Recently Arsenal’s home fixture against Chelsea this season back in September became the most expensive Premier League game in history with £62 the minimum for both home and away supporters’ tickets.
However, which came first – the chicken or the egg? The debate over money in football – money spent on transfers, money spent on wages, money spent on stadiums, money spent on television rights and advertising and airfares and agents and merchandise and tickets – can all be boiled down, right down, into capitalism.
Manchester City fans may have baulked at the price of a ticket at the Emirates but they probably didn’t complain when owner Sheikh Mansour spent the best part of £500 million on player transfers alone in the 5 years since his arrival at the Etihad.

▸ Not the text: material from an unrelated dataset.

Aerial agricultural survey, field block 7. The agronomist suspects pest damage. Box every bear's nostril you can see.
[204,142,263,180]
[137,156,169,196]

That kind of investment is not pure speculation – no doubt he intends to profit from his ownership of a Premier League football club and, why not, he is a businessman after all?
Stan Kroenke is also a business man at Arsenal, where the legacy of a new stadium is currently tainted by a formerly top football club being brought to its knees by players who want to earn upwards of £200,000 a week in wages like their mates up in Manchester or over the road down at Stamford Bridge.

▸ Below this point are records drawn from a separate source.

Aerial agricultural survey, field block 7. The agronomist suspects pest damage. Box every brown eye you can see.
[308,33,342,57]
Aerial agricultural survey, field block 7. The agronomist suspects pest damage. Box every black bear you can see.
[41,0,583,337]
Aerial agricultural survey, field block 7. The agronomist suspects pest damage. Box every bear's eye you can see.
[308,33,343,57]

In 2007, when Mansour took over at City, Arsenal’s wage expenditure was £89.7 million. In 2012 it was £143.4 million and Arsenal are still having squabbles with players and their representatives as I write over wages that are half that of City’s top stars – Theo Walcott wants £100,000 a week to stay, where Samir Nasri now at City earns nearly double that.
Those are the same players who are also starting to recognize that money can buy you trophies and, thus, those clubs that don’t have as much money tend not to win as many.

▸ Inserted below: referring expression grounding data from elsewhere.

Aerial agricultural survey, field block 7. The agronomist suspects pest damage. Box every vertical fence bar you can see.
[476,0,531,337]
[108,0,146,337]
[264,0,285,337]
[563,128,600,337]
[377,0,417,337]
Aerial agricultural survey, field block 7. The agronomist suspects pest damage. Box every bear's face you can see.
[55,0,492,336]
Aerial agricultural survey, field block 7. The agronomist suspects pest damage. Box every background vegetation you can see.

It may be just co-incidence but in the 7 years since the Gunners last won a trophy, they have tended to make a profit in the transfer market, whether by accident or by design is unclear. Those years also correspond to the opening of their new stadium.
Nonetheless, they have to find some way of matching or, nowadays, mending and making do with what they have and what they can generate themselves – through outgoing transfers, strict wage structures, new sponsorship deals and…expensive match tickets.
Arsenal chief executive Ivan Gazidis recently conceded that Arsenal simply ‘cannot compete’ with the likes of Chelsea and Manchester City in the transfer market. It’s become an impossibility, as has genuinely competing for the Premier League title.
Does it make Arsenal fans happy? I highly doubt it. They are the ones paying to watch Arsenal’s gradual elimination from the top four, they are the ones paying for shirts with the names of players who will be gone next summer on their back, they are the ones opening the papers every day this month hoping the manager has bought someone they’ve vaguely heard of.
Stan Kroenke is happy whether Arsenal win or lose – as long as there are bums on seats and shirts on fans’ backs, he’s a happy businessman. But should Arsenal find themselves out of the top four come May and lose out on that lucrative Champion’s League spot, they might find fewer fans are willing to spend that ‘ridiculous amount of money’ and the club will be in far deeper a financial fiasco than they are now.
But that won’t much concern the fans of Manchester City who, quite rightly, believe £62 to be ‘ridiculous’, yet you’d be hard to find one who’d bat an eyelid £500 million. The two sums are inextricably linked – whether it was the chicken or the egg that came first, the farmers are laughing all the way to the bank.